Aumentare i prezzi nel tentativo di ammortizzare i costi energetici
Con prezzi tanto bassi, i distributori italiani sono più propensi ad aumentare le proprie scorte in vista di un possibile rimbalzo del mercato ma, secondo Assofermet, faticano ad aumentare i prezzi. Tutto ciò nella generale consapevolezza che le vendite di coils laminati a caldo (HRC) prodotti in Europa potrebbero aumentare nei prossimi mesi.
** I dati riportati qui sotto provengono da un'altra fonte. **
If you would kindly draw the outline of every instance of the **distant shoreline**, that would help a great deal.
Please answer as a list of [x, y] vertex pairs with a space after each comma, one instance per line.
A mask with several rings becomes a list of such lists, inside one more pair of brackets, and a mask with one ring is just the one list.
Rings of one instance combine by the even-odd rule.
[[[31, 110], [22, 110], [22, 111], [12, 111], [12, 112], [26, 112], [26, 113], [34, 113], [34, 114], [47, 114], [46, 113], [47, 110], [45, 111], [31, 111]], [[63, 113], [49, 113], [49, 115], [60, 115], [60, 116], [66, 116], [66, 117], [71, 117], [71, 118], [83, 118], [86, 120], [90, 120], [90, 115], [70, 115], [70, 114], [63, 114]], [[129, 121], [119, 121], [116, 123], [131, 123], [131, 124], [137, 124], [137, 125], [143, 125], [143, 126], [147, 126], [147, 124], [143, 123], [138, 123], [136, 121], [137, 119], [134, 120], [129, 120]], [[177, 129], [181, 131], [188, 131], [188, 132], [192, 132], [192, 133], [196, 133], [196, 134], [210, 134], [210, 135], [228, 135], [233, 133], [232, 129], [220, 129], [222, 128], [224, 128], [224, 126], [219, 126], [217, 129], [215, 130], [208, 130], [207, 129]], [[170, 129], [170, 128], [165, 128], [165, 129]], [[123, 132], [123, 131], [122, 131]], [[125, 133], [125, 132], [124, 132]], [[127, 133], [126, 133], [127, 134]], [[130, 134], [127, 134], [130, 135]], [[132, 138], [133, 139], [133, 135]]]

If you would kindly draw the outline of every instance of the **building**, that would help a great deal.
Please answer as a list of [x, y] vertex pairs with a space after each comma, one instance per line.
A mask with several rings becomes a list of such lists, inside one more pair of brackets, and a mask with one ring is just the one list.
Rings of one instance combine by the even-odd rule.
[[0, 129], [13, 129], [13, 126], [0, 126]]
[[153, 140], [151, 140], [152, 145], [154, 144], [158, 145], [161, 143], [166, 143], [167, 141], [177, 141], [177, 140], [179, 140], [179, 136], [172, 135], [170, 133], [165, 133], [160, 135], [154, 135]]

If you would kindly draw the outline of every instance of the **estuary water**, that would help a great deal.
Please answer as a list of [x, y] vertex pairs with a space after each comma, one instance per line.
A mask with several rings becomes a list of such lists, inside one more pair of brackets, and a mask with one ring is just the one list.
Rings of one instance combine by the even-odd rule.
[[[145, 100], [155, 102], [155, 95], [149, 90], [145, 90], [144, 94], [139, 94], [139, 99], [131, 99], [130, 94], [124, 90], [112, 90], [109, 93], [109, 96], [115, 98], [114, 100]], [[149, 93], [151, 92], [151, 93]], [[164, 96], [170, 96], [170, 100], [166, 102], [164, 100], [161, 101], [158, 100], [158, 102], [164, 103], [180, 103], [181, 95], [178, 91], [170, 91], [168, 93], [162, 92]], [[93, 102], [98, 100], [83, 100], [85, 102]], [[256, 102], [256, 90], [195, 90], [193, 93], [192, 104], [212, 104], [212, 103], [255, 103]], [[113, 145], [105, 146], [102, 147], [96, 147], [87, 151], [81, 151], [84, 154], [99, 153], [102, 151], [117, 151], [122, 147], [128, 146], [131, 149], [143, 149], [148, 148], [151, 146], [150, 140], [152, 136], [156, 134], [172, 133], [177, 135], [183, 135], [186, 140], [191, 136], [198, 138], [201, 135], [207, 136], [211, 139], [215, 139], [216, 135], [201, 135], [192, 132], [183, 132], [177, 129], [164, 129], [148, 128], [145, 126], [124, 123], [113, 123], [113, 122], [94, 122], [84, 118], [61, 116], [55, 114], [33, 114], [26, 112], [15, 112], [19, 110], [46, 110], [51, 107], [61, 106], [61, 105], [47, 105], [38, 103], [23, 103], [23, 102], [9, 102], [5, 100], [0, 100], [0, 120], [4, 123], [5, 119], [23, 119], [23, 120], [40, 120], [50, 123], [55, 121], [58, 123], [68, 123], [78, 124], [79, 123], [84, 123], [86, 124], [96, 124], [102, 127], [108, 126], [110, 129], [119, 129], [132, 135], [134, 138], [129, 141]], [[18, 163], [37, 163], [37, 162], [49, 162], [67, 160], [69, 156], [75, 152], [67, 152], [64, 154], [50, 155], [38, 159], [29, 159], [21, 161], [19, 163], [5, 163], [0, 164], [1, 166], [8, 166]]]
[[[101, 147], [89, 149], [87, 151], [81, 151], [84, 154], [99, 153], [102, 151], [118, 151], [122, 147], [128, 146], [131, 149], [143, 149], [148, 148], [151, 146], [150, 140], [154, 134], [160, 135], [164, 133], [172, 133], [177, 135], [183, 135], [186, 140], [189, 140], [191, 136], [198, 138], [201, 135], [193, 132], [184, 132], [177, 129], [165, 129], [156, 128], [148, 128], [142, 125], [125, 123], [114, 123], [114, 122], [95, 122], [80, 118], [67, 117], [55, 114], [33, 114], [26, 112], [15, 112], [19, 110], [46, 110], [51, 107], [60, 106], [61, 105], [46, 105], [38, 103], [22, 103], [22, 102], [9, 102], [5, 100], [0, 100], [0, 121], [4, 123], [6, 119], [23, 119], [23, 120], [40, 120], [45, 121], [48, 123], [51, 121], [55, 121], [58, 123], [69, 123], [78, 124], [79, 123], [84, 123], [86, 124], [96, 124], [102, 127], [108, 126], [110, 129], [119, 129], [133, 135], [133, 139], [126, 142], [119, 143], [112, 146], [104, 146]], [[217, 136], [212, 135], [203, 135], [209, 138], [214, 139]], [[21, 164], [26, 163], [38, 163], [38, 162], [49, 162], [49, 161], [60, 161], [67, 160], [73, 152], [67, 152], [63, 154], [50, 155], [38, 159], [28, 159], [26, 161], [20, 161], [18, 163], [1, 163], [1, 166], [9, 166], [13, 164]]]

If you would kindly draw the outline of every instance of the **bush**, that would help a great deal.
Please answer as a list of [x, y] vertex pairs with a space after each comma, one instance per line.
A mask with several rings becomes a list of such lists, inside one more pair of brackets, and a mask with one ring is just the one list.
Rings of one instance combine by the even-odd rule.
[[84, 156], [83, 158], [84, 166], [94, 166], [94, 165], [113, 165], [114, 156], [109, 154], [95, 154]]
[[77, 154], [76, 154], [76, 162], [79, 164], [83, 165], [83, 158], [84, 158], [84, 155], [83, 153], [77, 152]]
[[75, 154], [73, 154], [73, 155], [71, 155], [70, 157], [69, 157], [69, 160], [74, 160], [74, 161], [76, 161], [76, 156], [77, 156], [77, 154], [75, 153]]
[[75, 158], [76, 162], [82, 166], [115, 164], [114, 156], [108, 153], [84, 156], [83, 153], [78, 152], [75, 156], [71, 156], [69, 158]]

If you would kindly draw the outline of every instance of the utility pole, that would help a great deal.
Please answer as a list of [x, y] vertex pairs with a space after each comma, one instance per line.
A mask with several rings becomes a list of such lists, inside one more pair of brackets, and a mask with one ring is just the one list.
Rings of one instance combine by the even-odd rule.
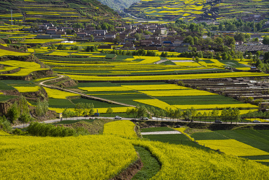
[[12, 21], [12, 10], [10, 10], [11, 12], [11, 24], [13, 25], [13, 22]]

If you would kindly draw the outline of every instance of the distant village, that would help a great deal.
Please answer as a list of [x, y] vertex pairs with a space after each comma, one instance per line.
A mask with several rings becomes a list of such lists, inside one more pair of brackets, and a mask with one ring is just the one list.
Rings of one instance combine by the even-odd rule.
[[[269, 22], [265, 26], [269, 28]], [[169, 30], [164, 24], [135, 23], [122, 26], [115, 26], [114, 31], [109, 32], [106, 30], [96, 30], [95, 28], [91, 26], [87, 26], [85, 28], [56, 27], [51, 24], [39, 24], [38, 28], [37, 31], [33, 28], [23, 29], [23, 30], [34, 31], [38, 33], [39, 34], [36, 36], [37, 38], [66, 38], [76, 42], [86, 41], [110, 42], [106, 45], [100, 46], [98, 47], [99, 49], [109, 49], [115, 45], [122, 45], [116, 50], [144, 49], [146, 50], [184, 52], [188, 50], [190, 46], [200, 51], [206, 50], [209, 45], [191, 45], [190, 43], [184, 42], [186, 36], [179, 36], [174, 30]], [[197, 33], [185, 30], [188, 36]], [[75, 36], [71, 35], [70, 33], [68, 34], [67, 32], [68, 31], [69, 32], [72, 32], [72, 34]], [[208, 38], [216, 38], [220, 36], [223, 37], [234, 36], [236, 32], [216, 30], [211, 31], [211, 32], [213, 35], [211, 37], [205, 34], [202, 38], [206, 40]], [[259, 40], [256, 42], [244, 42], [242, 40], [236, 40], [236, 50], [242, 52], [248, 50], [253, 54], [259, 50], [269, 51], [269, 46], [263, 44], [262, 42], [262, 37], [266, 34], [263, 32], [251, 34], [251, 40], [258, 38]]]

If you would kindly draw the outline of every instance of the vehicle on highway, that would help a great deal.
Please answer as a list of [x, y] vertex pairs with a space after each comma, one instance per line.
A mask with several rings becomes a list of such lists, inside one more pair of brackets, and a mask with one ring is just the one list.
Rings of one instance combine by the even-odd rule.
[[220, 120], [215, 120], [215, 123], [222, 123], [222, 122]]
[[140, 117], [140, 120], [148, 120], [149, 118], [147, 117]]
[[254, 121], [252, 122], [253, 122], [253, 123], [260, 123], [261, 122], [260, 120], [254, 120]]
[[120, 116], [115, 116], [115, 118], [116, 120], [121, 120], [121, 117], [120, 117]]

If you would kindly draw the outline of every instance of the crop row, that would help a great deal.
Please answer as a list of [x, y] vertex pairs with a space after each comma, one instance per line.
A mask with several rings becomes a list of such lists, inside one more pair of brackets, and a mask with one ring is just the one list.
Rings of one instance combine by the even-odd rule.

I produttori siderurgici europei stanno cercando di far crescere i prezzi degli HRC con consegna a gennaio, per riuscire far fronte agli elevati costi dell’energia e delle materie prime. All’opposto, il calo delle vendite di prodotti piani e le basse marginalità stanno rendendo la vita difficile a chi vuole aumentare i prezzi. Anche i centri servizi non riescono a girare gli aumenti dei prezzi degli HRC ai propri clienti.
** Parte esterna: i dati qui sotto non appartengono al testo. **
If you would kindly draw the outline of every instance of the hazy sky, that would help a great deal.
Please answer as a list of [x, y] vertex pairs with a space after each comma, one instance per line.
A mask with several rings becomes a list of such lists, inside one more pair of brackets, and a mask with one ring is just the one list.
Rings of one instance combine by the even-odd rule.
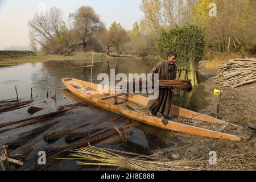
[[0, 49], [10, 46], [28, 45], [27, 22], [44, 3], [47, 9], [60, 8], [67, 19], [68, 14], [82, 5], [92, 6], [109, 27], [116, 21], [126, 29], [142, 17], [141, 0], [0, 0]]

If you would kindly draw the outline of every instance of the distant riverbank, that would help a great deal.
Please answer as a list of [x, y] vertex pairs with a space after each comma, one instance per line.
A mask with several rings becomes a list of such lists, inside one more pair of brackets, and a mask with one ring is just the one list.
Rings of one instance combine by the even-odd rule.
[[[0, 67], [16, 65], [22, 63], [35, 63], [38, 62], [46, 62], [48, 61], [63, 61], [63, 60], [88, 60], [92, 61], [93, 52], [75, 52], [71, 55], [47, 55], [41, 52], [33, 53], [30, 51], [19, 51], [20, 54], [14, 54], [10, 52], [7, 54], [0, 53]], [[25, 53], [33, 53], [26, 54]], [[104, 53], [95, 52], [94, 59], [99, 61], [105, 61], [112, 59], [120, 57], [133, 58], [141, 59], [140, 57], [131, 55], [113, 55], [108, 56]]]

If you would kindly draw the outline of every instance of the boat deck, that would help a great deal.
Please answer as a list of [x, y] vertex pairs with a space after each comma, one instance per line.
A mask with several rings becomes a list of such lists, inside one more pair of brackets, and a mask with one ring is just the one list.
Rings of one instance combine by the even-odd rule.
[[[104, 98], [104, 101], [105, 102], [117, 105], [120, 108], [135, 111], [136, 112], [146, 115], [149, 115], [150, 112], [150, 110], [147, 109], [144, 106], [134, 103], [127, 99], [127, 97], [132, 97], [134, 94], [120, 96], [117, 97], [117, 98], [115, 99], [115, 98], [112, 97], [112, 96], [113, 95], [113, 94], [99, 94], [97, 91], [91, 88], [82, 85], [77, 82], [72, 80], [68, 81], [67, 82], [77, 90], [81, 92], [84, 94], [92, 96], [98, 100]], [[108, 97], [110, 98], [108, 98]], [[117, 102], [117, 104], [116, 102]], [[161, 115], [160, 113], [158, 113], [158, 115], [156, 117], [160, 118]], [[229, 123], [213, 123], [209, 122], [207, 121], [200, 121], [196, 119], [186, 118], [180, 115], [170, 115], [168, 119], [180, 123], [199, 127], [218, 132], [225, 132], [230, 134], [236, 133], [241, 129], [241, 128], [237, 127], [236, 126], [233, 126]]]

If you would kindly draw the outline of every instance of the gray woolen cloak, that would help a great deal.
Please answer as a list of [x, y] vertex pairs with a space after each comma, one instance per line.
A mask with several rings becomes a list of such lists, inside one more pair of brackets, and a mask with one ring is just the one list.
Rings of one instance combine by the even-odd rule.
[[[172, 69], [169, 73], [167, 60], [158, 63], [150, 71], [150, 73], [159, 74], [159, 80], [174, 80], [176, 78], [177, 67], [174, 64]], [[165, 115], [169, 115], [172, 100], [172, 90], [171, 89], [159, 89], [158, 98], [155, 100], [149, 100], [147, 108], [155, 113], [161, 113]]]

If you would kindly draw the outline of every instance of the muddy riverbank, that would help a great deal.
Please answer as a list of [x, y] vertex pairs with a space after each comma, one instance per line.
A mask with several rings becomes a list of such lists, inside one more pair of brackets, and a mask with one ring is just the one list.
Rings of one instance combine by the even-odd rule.
[[[218, 71], [216, 69], [205, 69], [205, 61], [201, 63], [199, 72], [205, 78], [204, 80], [201, 81], [200, 85], [204, 88], [204, 91], [208, 93], [204, 99], [208, 102], [208, 105], [202, 109], [201, 112], [216, 117], [218, 98], [213, 96], [213, 90], [215, 88], [219, 88], [221, 85], [214, 82], [214, 79], [212, 77], [218, 73]], [[241, 136], [244, 139], [242, 141], [232, 142], [170, 132], [168, 135], [171, 136], [171, 139], [166, 141], [167, 147], [155, 150], [152, 151], [152, 154], [159, 158], [171, 160], [172, 160], [172, 155], [174, 154], [178, 154], [179, 159], [208, 159], [211, 151], [216, 152], [217, 158], [229, 155], [231, 158], [234, 154], [241, 155], [248, 153], [255, 154], [255, 131], [248, 129], [247, 126], [250, 124], [256, 124], [256, 84], [235, 89], [230, 88], [221, 89], [223, 94], [220, 118], [245, 127]], [[256, 163], [256, 158], [254, 157], [254, 160]], [[218, 168], [218, 165], [220, 164], [217, 163], [213, 167], [213, 169], [222, 169]], [[240, 164], [232, 164], [237, 166]], [[227, 163], [226, 165], [231, 164]], [[256, 169], [255, 166], [251, 169]]]

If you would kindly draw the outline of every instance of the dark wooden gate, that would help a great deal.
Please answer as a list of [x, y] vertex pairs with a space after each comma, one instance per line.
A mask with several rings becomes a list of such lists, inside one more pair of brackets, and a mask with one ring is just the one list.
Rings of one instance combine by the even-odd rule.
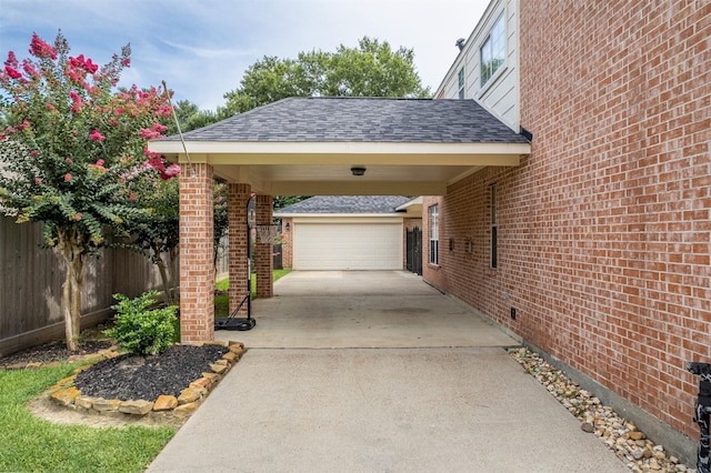
[[408, 230], [407, 268], [415, 274], [422, 275], [422, 231]]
Nei primi 3 mesi del 2024 ci sarà una ripresa della domanda di coil
Stranamente, la limitazione della produzione di coil non ha sostenuto i prezzi finali. A causa della riduzione dei volumi di vendita, le scorte rimangono ad un livello elevato, mentre i volumi dei prodotti d’importazione stanno gradualmente diminuendo. Ed è proprio il settore delle importazioni quello che verrà colpito dalla nuova normativa europea CBAM, che obbliga gli importatori a dichiarare una serie di dati sul processo produttivo, che molte acciaierie extra-UE non sono ancora in grado di fornire.
Mentre i centri di servizio rimangono seriamente preoccupati per i requisiti imposti dal CBAM, le previsioni più recenti indicano comunque che ci sarà una ripresa della domanda di HRC nel primo trimestre del 2024.